# How do you like the look of this 2009?



## bikesdirect (Sep 9, 2006)

Only one model will come with this "look"
Wondering how you like the apperance


----------



## moab63 (Aug 7, 2006)

*I like that look*

almost retro, and if the price is anything like before well.....


----------



## 20sMotoSpirit (May 27, 2007)

I like it, Almost looks like and 08' Trek 1.5 or a 2.1 WSD

http://www.trekbikes.com/us/en/bikes/2008/road/1_series/15/


----------



## Bertrand (Feb 1, 2005)

I like it as well. Is that the only colour combo that will be offered?


----------



## hclignett (Dec 18, 2006)

Would look good next to my 07 Buenos Aires.


----------



## covenant (May 21, 2002)

20sMotoSpirit said:


> I like it, Almost looks like and 08' Trek 1.5 or a 2.1 WSD
> 
> http://www.trekbikes.com/us/en/bikes/2008/road/1_series/15/


Heck, it looks similar to every 08 Trek road bike.....the sincerest form of flattery....:thumbsup:


----------



## bikesdirect (Sep 9, 2006)

Bertrand said:


> I like it as well. Is that the only colour combo that will be offered?

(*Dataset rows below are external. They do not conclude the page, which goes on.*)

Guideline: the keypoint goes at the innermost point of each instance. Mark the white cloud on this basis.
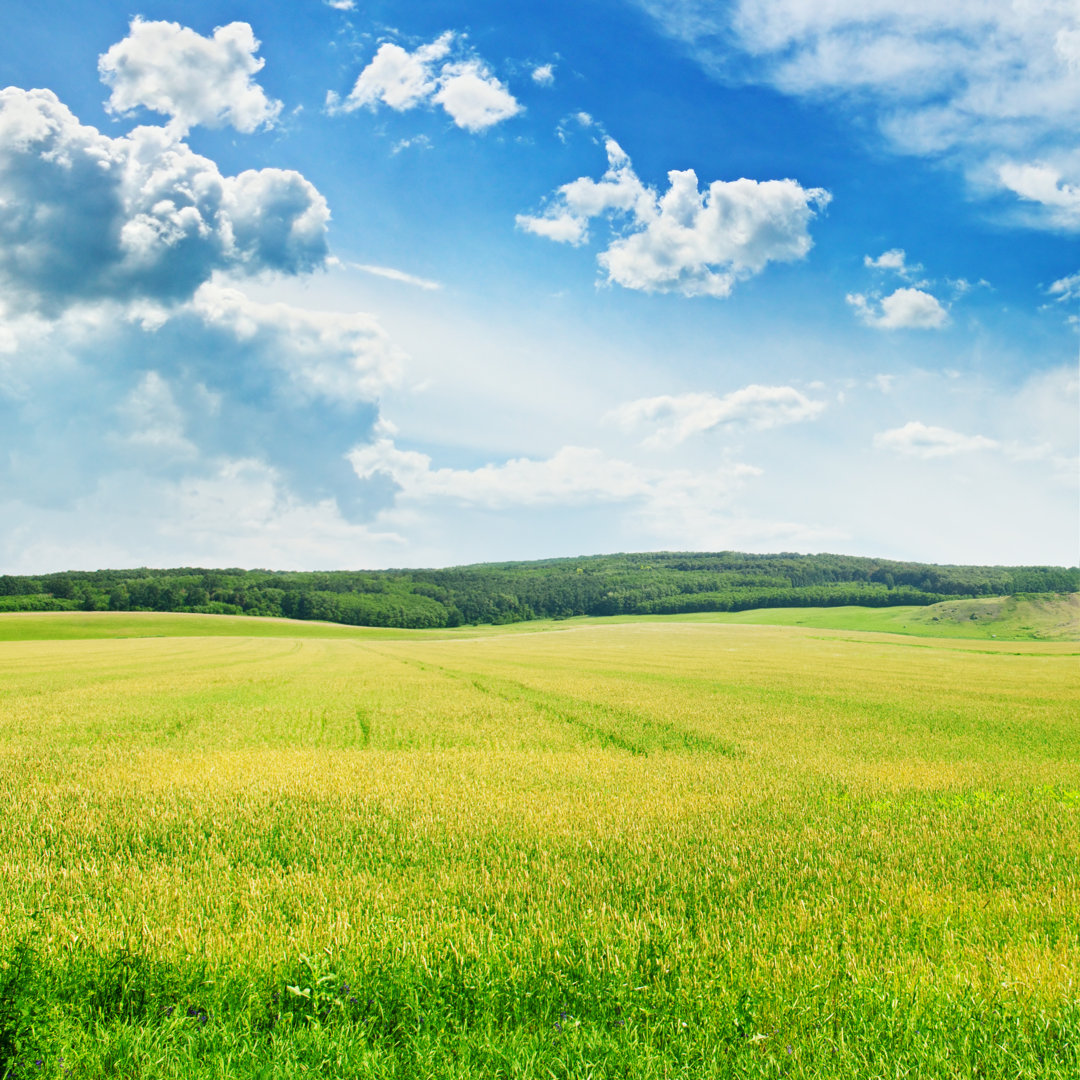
(405, 279)
(1044, 185)
(574, 474)
(173, 70)
(239, 513)
(977, 81)
(88, 217)
(1066, 288)
(904, 309)
(329, 355)
(920, 441)
(684, 241)
(154, 419)
(464, 86)
(894, 261)
(677, 418)
(473, 97)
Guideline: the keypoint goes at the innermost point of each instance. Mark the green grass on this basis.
(1006, 618)
(623, 849)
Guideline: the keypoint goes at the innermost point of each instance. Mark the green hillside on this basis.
(657, 583)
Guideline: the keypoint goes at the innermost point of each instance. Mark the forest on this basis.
(652, 583)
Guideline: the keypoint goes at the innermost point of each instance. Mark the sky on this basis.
(362, 283)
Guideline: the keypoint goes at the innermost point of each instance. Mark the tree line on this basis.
(651, 583)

We will offer it in LTD runs; one color combo at a time
1 - White/red
2 - White/yellow
3 - White/ blue
4 - White/orange
5 - White/dark gray

I have the sample frames and they all look good to me
but the white/orange looks just like creamsicle - which is cool I think










First run will be White/Red


----------



## 20sMotoSpirit (May 27, 2007)

Cream! Sounds like the factory that makes the trek frames is starting to sell the colors off to you!


----------



## bikesdirect (Sep 9, 2006)

20sMotoSpirit said:


> Cream! Sounds like the factory that makes the trek frames is starting to sell the colors off to you!

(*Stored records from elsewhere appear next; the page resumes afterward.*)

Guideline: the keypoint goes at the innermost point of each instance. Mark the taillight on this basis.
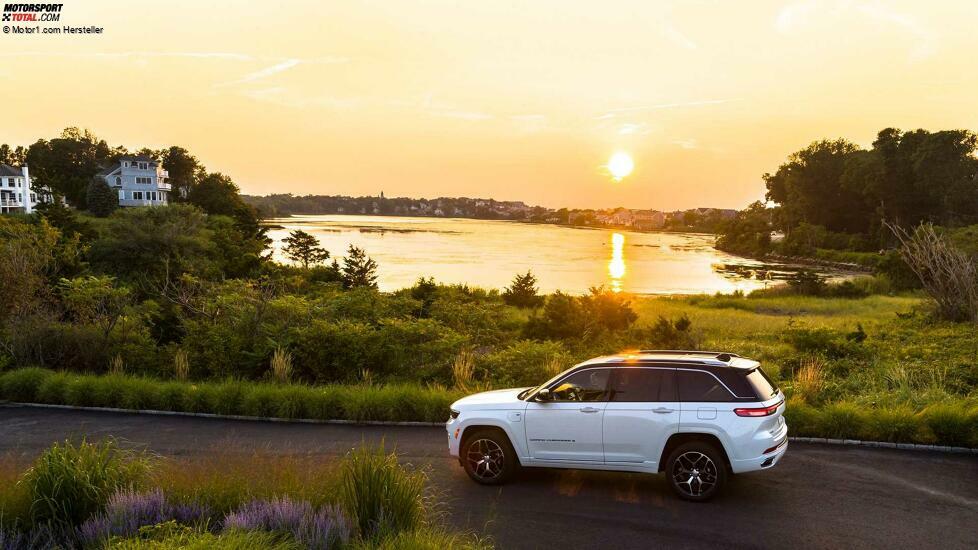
(765, 411)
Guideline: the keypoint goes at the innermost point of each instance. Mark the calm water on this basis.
(488, 254)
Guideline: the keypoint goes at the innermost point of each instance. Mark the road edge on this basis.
(151, 412)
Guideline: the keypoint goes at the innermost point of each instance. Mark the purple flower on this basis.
(127, 511)
(315, 529)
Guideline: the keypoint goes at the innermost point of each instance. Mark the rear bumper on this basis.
(763, 462)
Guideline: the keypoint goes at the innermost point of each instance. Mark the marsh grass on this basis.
(181, 365)
(810, 379)
(69, 482)
(281, 365)
(224, 481)
(381, 497)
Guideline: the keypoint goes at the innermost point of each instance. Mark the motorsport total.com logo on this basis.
(28, 13)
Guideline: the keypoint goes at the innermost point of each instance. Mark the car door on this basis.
(642, 412)
(567, 427)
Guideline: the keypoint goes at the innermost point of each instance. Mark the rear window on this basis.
(763, 387)
(696, 386)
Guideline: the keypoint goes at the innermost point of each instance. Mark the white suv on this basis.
(696, 416)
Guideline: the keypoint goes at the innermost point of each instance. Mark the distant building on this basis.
(649, 219)
(16, 194)
(139, 180)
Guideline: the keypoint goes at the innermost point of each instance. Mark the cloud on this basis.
(630, 128)
(659, 106)
(263, 73)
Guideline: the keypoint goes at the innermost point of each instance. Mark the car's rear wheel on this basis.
(696, 471)
(488, 457)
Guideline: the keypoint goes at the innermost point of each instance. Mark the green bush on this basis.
(380, 496)
(841, 421)
(23, 384)
(68, 482)
(952, 424)
(170, 536)
(524, 363)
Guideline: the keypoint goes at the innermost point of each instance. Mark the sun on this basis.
(620, 165)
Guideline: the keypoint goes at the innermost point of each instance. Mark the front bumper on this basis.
(454, 428)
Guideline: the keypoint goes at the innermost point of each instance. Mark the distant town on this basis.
(695, 219)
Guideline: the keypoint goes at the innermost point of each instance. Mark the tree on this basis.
(184, 169)
(101, 199)
(304, 248)
(523, 291)
(359, 270)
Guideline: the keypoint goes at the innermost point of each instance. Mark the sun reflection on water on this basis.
(616, 267)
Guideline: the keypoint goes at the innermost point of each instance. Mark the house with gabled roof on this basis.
(140, 180)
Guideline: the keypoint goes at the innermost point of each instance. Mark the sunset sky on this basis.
(509, 100)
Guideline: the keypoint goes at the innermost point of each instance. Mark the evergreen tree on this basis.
(101, 199)
(359, 270)
(304, 248)
(523, 291)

Actually; the frame does come from one of the CF sources Trek uses
but that is unrelated to paint; except the pattern was suggested by them

color codes I picked

and I almost went with Silver as 'main' - so like silver/red; silver/blue, etc

then I noticed that last year number one car color changed from Silver to White
funny thing is in top 5 colors on cars - only one is a color
WHITE, SILVER, BLACK, RED, GRAY [in that order]


----------



## frank828 (Oct 13, 2007)

carbon Le Champ frame?

nice

white/orange sounds fun and tasty haha


----------



## tbrown524 (Dec 9, 2006)

I could see myself racing on the white/dark gray..


----------



## ukbloke (Sep 1, 2007)

I really like the color scheme - much more interesting than a solid.

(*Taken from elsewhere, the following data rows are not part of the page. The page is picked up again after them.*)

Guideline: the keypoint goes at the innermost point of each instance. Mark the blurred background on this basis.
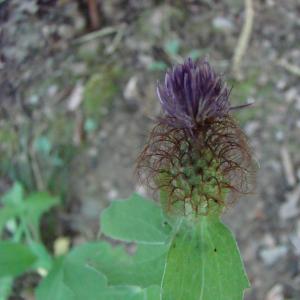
(77, 100)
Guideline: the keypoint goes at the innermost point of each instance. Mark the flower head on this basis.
(196, 154)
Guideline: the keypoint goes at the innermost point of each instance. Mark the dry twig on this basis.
(243, 38)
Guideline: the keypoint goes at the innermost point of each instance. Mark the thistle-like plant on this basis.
(198, 161)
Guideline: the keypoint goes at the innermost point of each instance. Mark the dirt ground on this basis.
(77, 104)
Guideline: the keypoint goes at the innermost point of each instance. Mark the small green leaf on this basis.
(75, 279)
(15, 258)
(14, 196)
(5, 287)
(44, 259)
(6, 213)
(204, 263)
(52, 287)
(135, 219)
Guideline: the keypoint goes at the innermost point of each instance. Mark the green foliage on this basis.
(21, 215)
(209, 262)
(135, 220)
(76, 277)
(26, 211)
(15, 258)
(183, 259)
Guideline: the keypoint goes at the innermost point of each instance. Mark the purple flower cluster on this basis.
(193, 93)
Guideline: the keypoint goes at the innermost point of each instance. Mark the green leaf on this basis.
(6, 213)
(5, 287)
(44, 259)
(35, 205)
(135, 219)
(14, 196)
(15, 258)
(144, 268)
(204, 263)
(52, 287)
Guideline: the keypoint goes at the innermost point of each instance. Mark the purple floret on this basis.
(193, 93)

Will you also be selling this as a frameset? Assuming that it is indeed a carbon frame, how are you differentiating this from the Immortal series? Thanks!


----------



## bikesdirect (Sep 9, 2006)

ukbloke said:


> I really like the color scheme - much more interesting than a solid.
> 
> Will you also be selling this as a frameset? Assuming that it is indeed a carbon frame, how are you differentiating this from the Immortal series? Thanks!


Thanks

We will try to get some as framesets later in 2009
The le Champion design is more 'semi-compact'
Immortal is a true traditional frame

So le Champion has slightly taller HT and such that you find on other semi-compact designs


----------



## cyclesport45 (Dec 10, 2007)

Mike;
Can I sent my Immortal Ice frame back for a re-painting??


----------



## bikesdirect (Sep 9, 2006)

cyclesport45 said:


> Mike;
> Can I sent my Immortal Ice frame back for a re-painting??


Well - yes - to cycleart
problem is the cost

So I will take this as a positive vote on look of the le Champion CF LTD


----------



## Peanya (Jun 12, 2008)

That looks fantastic! Wish I could afford one. That's the bad part of it haha.


----------



## needforspeedsteve (Sep 23, 2004)

bikesdirect said:


> Only one model will come with this "look"
> Wondering how you like the apperance



Mike - I think it looks GREAT! I seem to only ride red and white bikes. I just bought a used 2007 LeMond Buenos Aires...which is of course, red and white. Actually, your Motobecane looks a lot like it...and I am sure it will have a much more reasonable price. I say go for it! :thumbsup:


----------



## livin4lax09 (Mar 15, 2008)

i would totally ride the white and orange. THat may actually make me buy a road bike to add to the collection.


----------



## daddydarrin (Jun 3, 2008)

*Le Champ*

I could see the cream sicle sitting on the bike rack next to my Fantom Trail!
Nice designs Mike. Sharp and not loud.


----------



## hirosugi (Jul 30, 2008)

Nice, looks sharp and clean.


----------